What a shock; the steaks are top drawer. Following Ruth's commandments, they are wet-aged, butchered daily, seasoned generously, seared at 1,800 degrees, doused with butter, and delivered to your fiery hot plate, butter sizzling. Not only do you risk scarring if you touch your plate, but the steak keeps on cooking. In no time, it doesn't matter what language you speak everything's gray. By my third meal, I'm clever enough to move my filet to a cold bread-and-butter dish.

     Too bad. Because with or without the butter bath, that hulking filet ($26.50), the sirloin strip ($27.50), and the porterhouse for tow ($55) can hold their own even in this Cowtown. So let's give the migrant time to wise up, to smooth the welcome at the door (and not lose our reservation), to summon our gang from the bar and not lead us to a table that's already occupied, and to coach the dining-room team so they don't look like they just stumbled off the bus from Biloxi.

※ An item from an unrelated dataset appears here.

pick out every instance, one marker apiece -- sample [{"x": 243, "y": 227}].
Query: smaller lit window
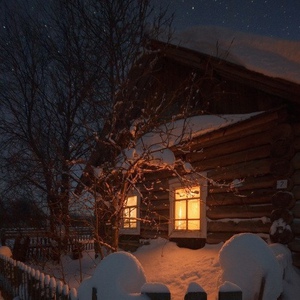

     For now, expect surprises from the kitchen. The gumbo is pleasant enough, but icy shrimp in remoulade sludge, and snails with artichoke hearts in butter soup are a mess. Flutters of leaves with bacon bits will not pass for a spinach salad. Thick, ugly batter slides right off the onion rings. Start with smoked salmon. Tonight, at least, it's fresh and full of flavor. Homesick for Wisconsin? Order the potatoes au gratin in Ruth's take on Cheez Whiz. The nonchalance of the unseasoned lobster delivery makes the $67.50 tab rather rude.

     The cheesecake with its sour-cream topping, and the warm pecan pie or berries in sweet creamy custard make a pleasant finale, butcrème brûlée lessons are in order. As for the chocolate sin cake  -- in our town, it rates a mere misdemeanor. Two Steers

     Ruth's Chris Steak House, 148 West 51st Street; 245-9600.


            No one in the food-world cabal speaks of Pen & Pencil, I'd tucked it away in a dusty corner of my brain. And forgive me, John Bruno (grandson of the bootlegger founder), but I'm amazed to see it alive, I feel cocooned by the rogues gallery of deities on one wall (Ed Sullivan, Dorothy Kilgallen, Ctare Boothe Luce, Brooks Atkinson, Liz Smith).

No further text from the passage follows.